#!/usr/bin/env python
# coding: utf-8

# Douglas Rachford Proximal Splitting
# ===================================
# 
# $\newcommand{\dotp}[2]{\langle #1, #2 \rangle}$
# $\newcommand{\enscond}[2]{\lbrace #1, #2 \rbrace}$
# $\newcommand{\pd}[2]{ \frac{ \partial #1}{\partial #2} }$
# $\newcommand{\umin}[1]{\underset{#1}{\min}\;}$
# $\newcommand{\umax}[1]{\underset{#1}{\max}\;}$
# $\newcommand{\umin}[1]{\underset{#1}{\min}\;}$
# $\newcommand{\uargmin}[1]{\underset{#1}{argmin}\;}$
# $\newcommand{\norm}[1]{\|#1\|}$
# $\newcommand{\abs}[1]{\left|#1\right|}$
# $\newcommand{\choice}[1]{ \left\{  \begin{array}{l} #1 \end{array} \right. }$
# $\newcommand{\pa}[1]{\left(#1\right)}$
# $\newcommand{\diag}[1]{{diag}\left( #1 \right)}$
# $\newcommand{\qandq}{\quad\text{and}\quad}$
# $\newcommand{\qwhereq}{\quad\text{where}\quad}$
# $\newcommand{\qifq}{ \quad \text{if} \quad }$
# $\newcommand{\qarrq}{ \quad \Longrightarrow \quad }$
# $\newcommand{\ZZ}{\mathbb{Z}}$
# $\newcommand{\CC}{\mathbb{C}}$
# $\newcommand{\RR}{\mathbb{R}}$
# $\newcommand{\EE}{\mathbb{E}}$
# $\newcommand{\Zz}{\mathcal{Z}}$
# $\newcommand{\Ww}{\mathcal{W}}$
# $\newcommand{\Vv}{\mathcal{V}}$
# $\newcommand{\Nn}{\mathcal{N}}$
# $\newcommand{\NN}{\mathcal{N}}$
# $\newcommand{\Hh}{\mathcal{H}}$
# $\newcommand{\Bb}{\mathcal{B}}$
# $\newcommand{\Ee}{\mathcal{E}}$
# $\newcommand{\Cc}{\mathcal{C}}$
# $\newcommand{\Gg}{\mathcal{G}}$
# $\newcommand{\Ss}{\mathcal{S}}$
# $\newcommand{\Pp}{\mathcal{P}}$
# $\newcommand{\Ff}{\mathcal{F}}$
# $\newcommand{\Xx}{\mathcal{X}}$
# $\newcommand{\Mm}{\mathcal{M}}$
# $\newcommand{\Ii}{\mathcal{I}}$
# $\newcommand{\Dd}{\mathcal{D}}$
# $\newcommand{\Ll}{\mathcal{L}}$
# $\newcommand{\Tt}{\mathcal{T}}$
# $\newcommand{\si}{\sigma}$
# $\newcommand{\al}{\alpha}$
# $\newcommand{\la}{\lambda}$
# $\newcommand{\ga}{\gamma}$
# $\newcommand{\Ga}{\Gamma}$
# $\newcommand{\La}{\Lambda}$
# $\newcommand{\si}{\sigma}$
# $\newcommand{\Si}{\Sigma}$
# $\newcommand{\be}{\beta}$
# $\newcommand{\de}{\delta}$
# $\newcommand{\De}{\Delta}$
# $\newcommand{\phi}{\varphi}$
# $\newcommand{\th}{\theta}$
# $\newcommand{\om}{\omega}$
# $\newcommand{\Om}{\Omega}$
# 

# This numerical tour presents the Douglas-Rachford (DR) algorithm to
# minimize the sum of two simple functions. It shows an
# application to
# reconstruction of exactly sparse signal from noiseless measurement using
# $\ell^1$ minimization.

# In[1]:


from __future__ import division
get_ipython().run_line_magic('pylab', 'inline')
get_ipython().run_line_magic('load_ext', 'autoreload')
get_ipython().run_line_magic('autoreload', '2')

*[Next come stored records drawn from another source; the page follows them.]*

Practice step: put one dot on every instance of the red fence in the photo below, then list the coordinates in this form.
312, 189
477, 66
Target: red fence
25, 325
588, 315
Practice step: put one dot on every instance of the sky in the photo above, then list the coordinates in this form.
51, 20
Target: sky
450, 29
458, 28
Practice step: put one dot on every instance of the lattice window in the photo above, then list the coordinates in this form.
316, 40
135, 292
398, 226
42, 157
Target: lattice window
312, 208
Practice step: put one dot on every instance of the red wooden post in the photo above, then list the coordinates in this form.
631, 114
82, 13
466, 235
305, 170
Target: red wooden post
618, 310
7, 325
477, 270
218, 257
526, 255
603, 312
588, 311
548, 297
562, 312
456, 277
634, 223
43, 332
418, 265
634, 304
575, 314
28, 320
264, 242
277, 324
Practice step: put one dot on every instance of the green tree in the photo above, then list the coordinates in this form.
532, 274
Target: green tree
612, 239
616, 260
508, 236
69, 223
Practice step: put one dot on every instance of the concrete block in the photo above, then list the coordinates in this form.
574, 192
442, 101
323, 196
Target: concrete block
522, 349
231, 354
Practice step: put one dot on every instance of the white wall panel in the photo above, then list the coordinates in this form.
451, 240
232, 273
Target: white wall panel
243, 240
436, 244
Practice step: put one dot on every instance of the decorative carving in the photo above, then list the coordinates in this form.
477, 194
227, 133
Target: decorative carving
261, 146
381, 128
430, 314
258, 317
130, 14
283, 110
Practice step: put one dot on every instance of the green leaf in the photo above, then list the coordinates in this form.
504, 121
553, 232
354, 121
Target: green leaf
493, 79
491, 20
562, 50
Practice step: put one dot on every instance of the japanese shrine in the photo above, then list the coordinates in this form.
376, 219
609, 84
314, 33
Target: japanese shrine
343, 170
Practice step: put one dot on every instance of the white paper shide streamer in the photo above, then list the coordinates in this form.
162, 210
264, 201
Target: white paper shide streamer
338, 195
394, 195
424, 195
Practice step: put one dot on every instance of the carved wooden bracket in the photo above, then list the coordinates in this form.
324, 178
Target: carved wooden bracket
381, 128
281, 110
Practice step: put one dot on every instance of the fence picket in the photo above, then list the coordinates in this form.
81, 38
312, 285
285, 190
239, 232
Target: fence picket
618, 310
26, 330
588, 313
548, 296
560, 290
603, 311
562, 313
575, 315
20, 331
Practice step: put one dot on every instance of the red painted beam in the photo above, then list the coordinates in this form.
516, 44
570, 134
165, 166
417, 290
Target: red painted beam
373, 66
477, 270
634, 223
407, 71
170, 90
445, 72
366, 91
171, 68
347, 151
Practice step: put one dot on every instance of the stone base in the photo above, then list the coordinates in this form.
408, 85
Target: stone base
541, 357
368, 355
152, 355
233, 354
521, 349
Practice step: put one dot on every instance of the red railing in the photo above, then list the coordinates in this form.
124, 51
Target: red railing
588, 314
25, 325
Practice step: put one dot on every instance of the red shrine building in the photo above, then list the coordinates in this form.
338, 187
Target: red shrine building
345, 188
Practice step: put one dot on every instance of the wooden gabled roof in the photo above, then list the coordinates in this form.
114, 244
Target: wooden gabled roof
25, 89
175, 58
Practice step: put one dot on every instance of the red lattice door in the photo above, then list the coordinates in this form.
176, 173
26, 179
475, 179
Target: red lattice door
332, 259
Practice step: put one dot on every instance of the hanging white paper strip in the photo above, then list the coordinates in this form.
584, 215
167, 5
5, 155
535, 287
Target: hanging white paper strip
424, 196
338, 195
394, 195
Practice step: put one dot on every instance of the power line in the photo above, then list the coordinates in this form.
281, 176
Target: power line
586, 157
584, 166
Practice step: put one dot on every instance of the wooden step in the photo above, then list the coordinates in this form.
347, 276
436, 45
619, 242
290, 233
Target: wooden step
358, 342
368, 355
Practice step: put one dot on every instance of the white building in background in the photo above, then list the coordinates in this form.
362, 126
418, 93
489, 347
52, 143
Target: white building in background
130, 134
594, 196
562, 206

# Douglas-Rachford Algorithm
# --------------------------
# The Douglas-Rachford (DR) algorithm is an iterative scheme to minimize
# functionals of the form
# $$ \umin{x} f(x) + g(x) $$
# where $f$ and $g$ are convex functions, of which one is able to
# compute the proximity operators.
# 
# This algorithm was introduced in
# 
# P. L. Lions and B. Mercier
# "Splitting Algorithms for the Sum of Two Nonlinear Operators,"
# _SIAM Journal on Numerical Analysis_
# vol. 16, no. 6, 1979,
# 
# 
# as a generalization of an algorithm introduced by Douglas and Rachford in
# the case of quadratic minimization (which corresponds to solving
# a positive definite linear system).
# 
# 
# To learn more about this algorithm, you can read:
# 
# 
# Patrick L. Combettes and Jean-Christophe Pesquet,
# "Proximal Splitting Methods in Signal Processing,"
# in: _Fixed-Point Algorithms for Inverse
# Problems in Science and Engineering_, New York: Springer-Verlag, 2010.
# 
# 
# 
# The Douglas-Rachford algorithm takes an arbitrary element $s^{(0)}$, a parameter $\ga>0$, a relaxation parameter $0<\rho<2$ and iterates, for $k=1,2,\ldots$
# $$
# \left|\begin{array}{l}
# x^{(k)} = \mathrm{prox}_{\gamma f} (s^{(k-1)} )\\
# s^{(k)} = s^{(k-1)}+\rho\big(\text{prox}_{\ga g}( 2x^{(k)}-s^{(k-1)})-x^{(k)}\big).
# \end{array}\right.
# $$
# 
# It is of course possible to inter-change the roles of $f$ and $g$,
# which defines a different algorithm.
# 
# The iterates $x^{(k)}$ converge to a solution $x^\star$ of the problem, i.e. a minimizer of $f+g$.
# 
# Compressed Sensing Acquisition
# ------------------------------
# Compressed sensing acquisition corresponds to a random projection
# $y=Ax^\sharp$ of a signal $x^\sharp$ on a
# few linear vectors (the rows of the matrix $A$). For the recovery of $x^\sharp$ to be possible, this vector is supposed
# to be sparse in some basis. Here, we suppose $x^\sharp$ itself is sparse.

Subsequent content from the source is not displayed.